When Highway 20 is open it is possible to transport homegrown fruit from King County to the Methow since the entire route falls within the Apple Maggot zone. In the winter however, you cannot do this without crossing the maggot line. To be safe, just leave homegrown fruit at home.
The bigger impact relates to what can be placed in the dumpster. According to the Washington Ag Network website, “Those living in the impacted area must separate their waste, meaning woody debris, yard waste, fresh fruits and non-commercial raw veggies will no longer be accepted in normal waste.”
Each of these items must either be composted at home or separated and dropped off at the Twisp transfer station (in the winter they are only open Tuesday, Thursday, and Saturday).
You can read-up on the implications, requirements, and restrictions at: https://agr.wa.gov/PlantsInsects/InsectPests/AppleMaggot/Homegrown.aspx
Dues and Water Invoices
The LRAA dues statements and water fee invoices have been sent to all members.

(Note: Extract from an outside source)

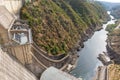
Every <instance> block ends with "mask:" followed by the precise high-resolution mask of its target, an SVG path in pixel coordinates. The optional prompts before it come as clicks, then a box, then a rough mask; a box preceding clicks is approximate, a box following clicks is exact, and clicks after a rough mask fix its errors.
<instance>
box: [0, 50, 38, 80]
mask: <svg viewBox="0 0 120 80" xmlns="http://www.w3.org/2000/svg"><path fill="white" fill-rule="evenodd" d="M0 80H37V79H36V77H35V76H34V75H33V74H32V73H31V72H30V71H28V70H27V69H26V68H25V67H23V66H22V65H21V64H19V63H18V62H17V61H16V60H15V59H13V58H11V57H10V56H9V55H8V54H7V53H5V52H3V51H2V49H0Z"/></svg>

Remember that payment is due by March 31st.
LRAA members have been doing a great job paying on time. We have been near 100% compliance with on-time payments.
Great everyone. Keep it up!
The Blood Moon
A couple of weeks ago I was in Lost River the night of the Lunar Eclipse and the Blood Moon. My family and I walked up to the runway, drinks in hand, to witness the surreal celestial display.
It was fun to see many other community members of all ages out enjoying the show. Standing there beneath Last Chance, Driveway Butte, Goat Wall, and all the other peaks with no light pollution to interfere with the grandeur of the sky is an experience I will not soon forget. Walking back to Buck Circle I appreciated the number of cabins with their exterior lights turned off.
It seems that most community members buy into this Dark Skies ethic. I would encourage everyone to consider keeping your lights off when they are not needed. For those who want lighting for security reasons you might consider adding a motion sensor light instead of having exterior lights constantly left on. This way we can maximize our enjoyment of the beauty that has brought us all to Lost River in the first place.
High Speed Internet
We all know that this phrase is a bit of an oxymoron out here in Lost River. However, there might be hope on the horizon.
An organization called Partners for Rural Washington has conducted a survey with TwispWorks and held a couple of community meetings recently to understand the problems in the valley with internet access and to try to work on solutions. The Methow Valley News posted an article explaining the effort. Check it out if you missed it.
“Sharing a book…changes the world”
Several community members have lamented the loss of the free-cycle bookshelves in the garbage shed that were removed in order to make room for the new dumpster.
Many people enjoyed the book exchange system that used to exist. In order to meet this need a new Book Nook/Tiny Library is being built and will be added outside the shed this Spring. Thanks to those who expressed interest in this and who have worked on the new Nook.